With a big smile, Sofi jumps up and down. Lex can feel the tendons in his arms straining. “You tell ‘em, May! You can speak for me any time!”
“Shut up, Sofi.”
“Okay!” She stills herself, releasing some of the tension on Lex’s shoulders. With a bit more room to move, Lex gets the strength to shout again.
“Tay! Get up! You can fight her!”
Tay spits out a chunk of dirt. She feels gritty soil wedged between her teeth. She wipes an arm down her face, drenching it with tears, snot, and blood. “I can’t. I can’t, I can’t, I can’t.”
“She can’t,” May says, her face alight with an ear to ear smile. “She never could. How does it feel for your younger sister to outshine you at every turn? In every conceivable way? Stronger, faster, smarter. I can’t imagine how pathetic you must feel. Maybe I could have some empathy if I’d ever lost to you in anything but... Can’t think of anything. Don’t recall every feeling jealous of you, either, so it’s hard for me to understand how it could drive you to steal such a valuable prize away from the family that raised you. Truly heartbreaking. Sad. Pathetic.”
“I wasn’t,” Tay blubbered, her words leaking past her lips like water sloshing from a broken cup. “I didn’t-- I’m not--”
“Save it.” She kicks a cloud of dirt at Tay then launches a hefty snot rocket on her. “Sofi, take your group through that tunnel to the south side of town, see if you can find anything of value. I’ll take my group into this chapel and rummage around there. The prince will come with me. He’s enough of a prize to make this raid worthwhile, but we may as well see what else we can find in this little backwater shit hole.”
“You got it! What a smart move, looking for even more stuff to steal. That’s why you’re such a good leader! Oh, Maya? Question. Should I kill Tay? Or do you want the honors?”
May’s tongue flicks out like a serpent’s. “Why bother? Squishing a worm is a waste of time. She can’t hurt us. She can’t do anything. If I were her, I’d just save everyone else the trouble and kill myself.” She bends over and offers Tay a small kiss on the cheek. “And I think I’d like to leave her alive to stew on that.”
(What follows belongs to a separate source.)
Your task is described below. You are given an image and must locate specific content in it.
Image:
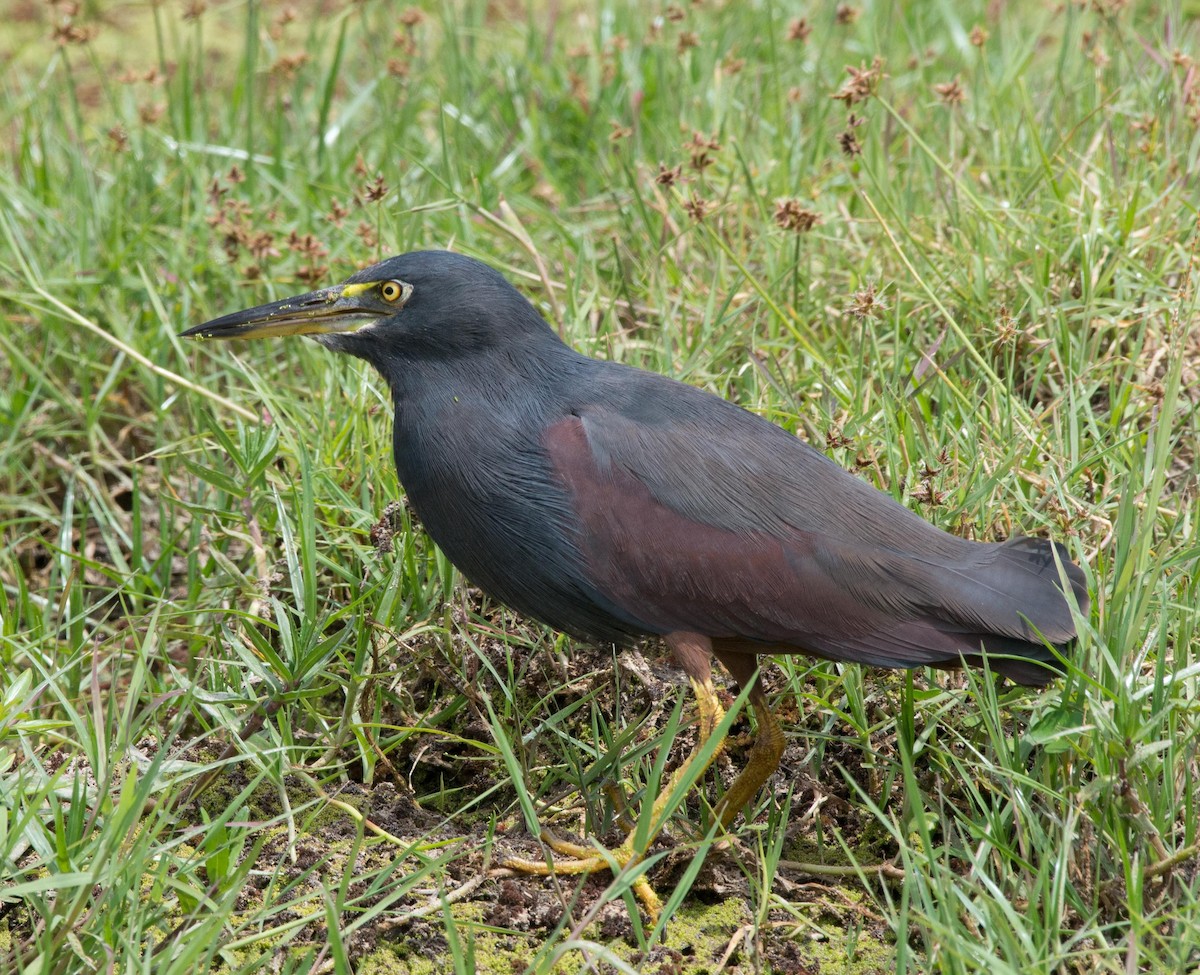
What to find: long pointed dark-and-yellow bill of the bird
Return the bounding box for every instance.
[180,283,385,339]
Sofi smiles. “Brilliant! I can’t believe you two came from the same mother. How could the same woman produce someone as powerful and amazing and hot as you, but also someone as weak and sad and lame as Tayna?”
“Who knows? Genetics are strange like that. Well. You’ve all got your orders. Take what you can and burn the rest. Mother will be quite impressed with what we’ve accomplished here.” She snaps her fingers at Sofi. “The prince.”
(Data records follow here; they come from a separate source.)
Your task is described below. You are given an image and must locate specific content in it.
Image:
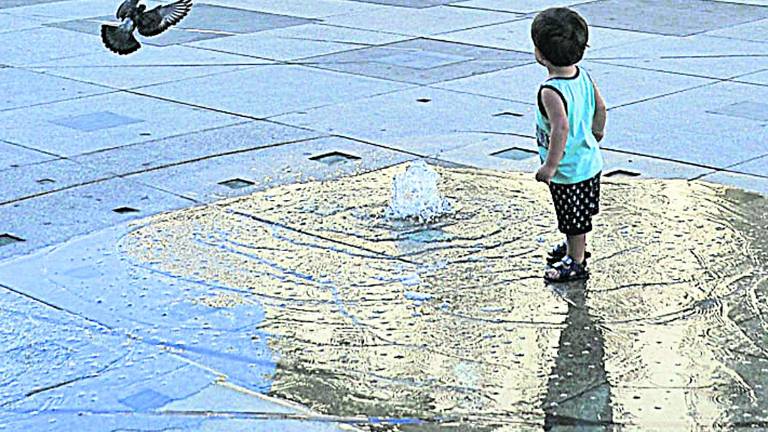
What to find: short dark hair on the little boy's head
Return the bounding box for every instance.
[531,8,589,66]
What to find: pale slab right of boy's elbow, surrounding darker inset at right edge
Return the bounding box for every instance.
[603,83,768,168]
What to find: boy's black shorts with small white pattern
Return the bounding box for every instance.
[549,173,600,235]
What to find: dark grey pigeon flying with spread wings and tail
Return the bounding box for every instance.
[101,0,192,55]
Sofi kicks a very limp Lex over to another Marauder standing next to May. Lex enjoys his half second of freedom before he feels a tight arm around his neck. He watches Sofi lead one group of two dozen Marauders down towards Camp Trin’s southern district where the bar and the prison complex are. He starts to say something, but the words fall back into his throat as he’s wrenched towards the chapel. May, a group of five Marauders, and the prince himself head into the great stone building.
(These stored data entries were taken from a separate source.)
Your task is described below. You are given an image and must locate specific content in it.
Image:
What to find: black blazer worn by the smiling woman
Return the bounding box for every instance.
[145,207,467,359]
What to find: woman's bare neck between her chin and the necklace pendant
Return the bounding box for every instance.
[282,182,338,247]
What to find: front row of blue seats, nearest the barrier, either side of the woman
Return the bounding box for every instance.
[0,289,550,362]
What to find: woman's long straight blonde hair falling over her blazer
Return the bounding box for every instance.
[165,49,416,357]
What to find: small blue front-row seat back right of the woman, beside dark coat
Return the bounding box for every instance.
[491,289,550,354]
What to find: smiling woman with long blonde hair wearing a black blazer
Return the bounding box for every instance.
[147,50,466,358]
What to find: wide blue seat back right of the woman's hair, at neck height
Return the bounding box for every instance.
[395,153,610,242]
Tay is alone. She stays there motionless for a few minutes, the cinema of her mind replaying the scene on loop. Then, as if the film reel of that memory burned away through overuse, she starts to replay Cannon’s tirade against her from just a few minutes ago. She thought that she had hit rock bottom back in the second floor of that apartment building. Not even close. Rock bottom, she’s just now discovering, is being abandoned by every single possible family that you’ve ever had and knowing that you deserve it. Rock bottom is thinking that you could change, that people could start to see you differently from the person you used to be, and having that dream snatched away from you by your own misguided hands. She rolls over onto her face and cries, the rising heat from the building behind her a bleak comfort against the cold, cold night.